Now fixed, Solana Protocol Library bug had potential to expose $2.6 billion to risk of theft

Rug pulls and network exploits have dominated much of the buzz within the cryptocurrency industry, and for good reason. DeFi applications have now lost over $2 billion in total owing to such hacks. The latest one this week alone accounted for $120 million.

Further, billions more could have been lost from the Solana ecosystem if a recently rectified bug had not been detected, according to security researchers at Neodyme.

In a recent blog post, the researchers revealed that a bug in the Solana Protocol Library (SPL), could have allowed attackers to steal money from multiple Solana projects at a rate of $27 million an hour.
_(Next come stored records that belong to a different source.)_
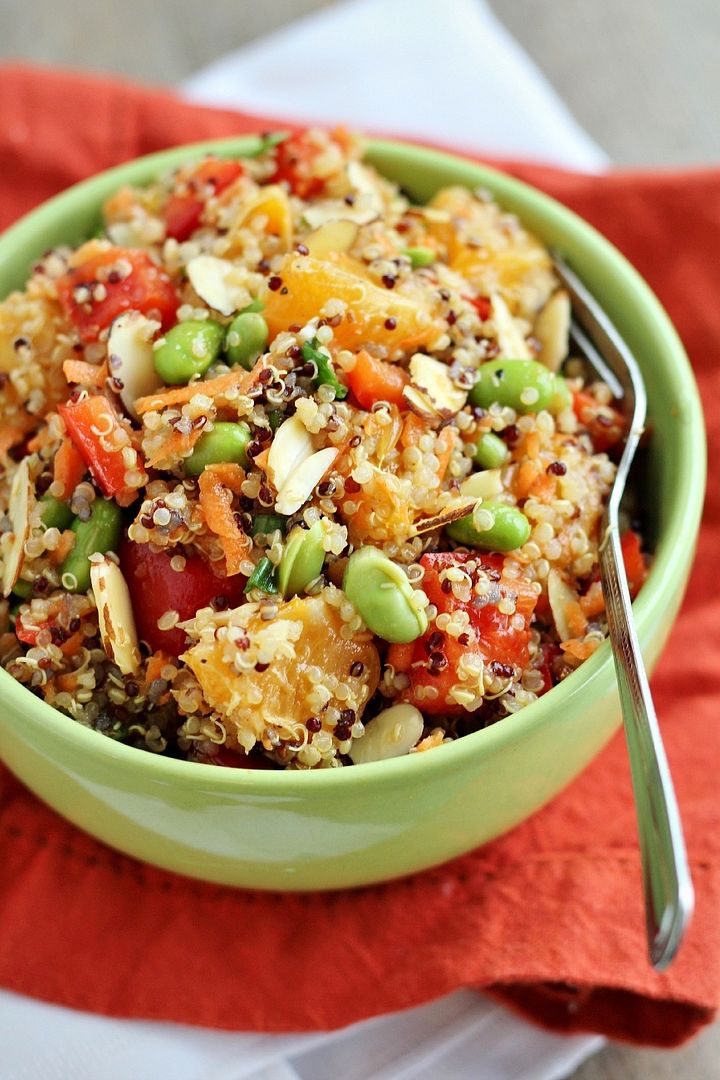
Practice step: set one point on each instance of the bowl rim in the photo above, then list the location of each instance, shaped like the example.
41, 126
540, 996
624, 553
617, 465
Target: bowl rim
598, 669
The total value at risk rang up to $2.6 billion. SPL is a set of reference documents for Solana projects.

Potential targets that could’ve been affected include yield aggregator Tulip Protocol and lending protocols Solend, Soda, and Larix, all of whom have millions of dollars in TVL.

It all started in June this year when a researcher named Simon initially spotted the bug and raised an issue on Github. Since at the time the bug did not seem to pose an immediate risk, it went largely unnoticed. However, when the issue was reviewed by the researcher again on December 1, it was found that it had not been addressed or fixed.

Researchers then started to test the possibilities of exploiting the bug and to gauge the potential damage it could cause. While it was initially seen as a “seemingly innocuous rounding error,” it was later realized that it had the potential to steal a large amount through endless tiny transactions.

This is because those apps on Solana that use the SPL reference documents round funds to the nearest whole number at the point of withdrawals, in case the user was owed a fraction of the smallest unit of reference. This would result in users either receiving or losing very small fractions of their funds. Though it would seem insignificant in isolation, the same could amount to a fortune if siphoned by a single entity.

Upon testing, researchers estimated they could execute this bug 150-200 times in a single transaction and put many of these transactions in a single block. They figured such an exploit could steal funds at a rate of $7,500 per second, or $27 million an hour.

Once the potential for an exploit was confirmed, Neodyme contacted multiple Solana projects that could have been affected by the bug. Since most of these are close sourced, the task did come with its fair share of hurdles. However, they did manage to contact some prominent projects that fixed the bug, while Solana Labs also fixed the reference documents to ensure that new projects following the SPL would not reintroduce the bug.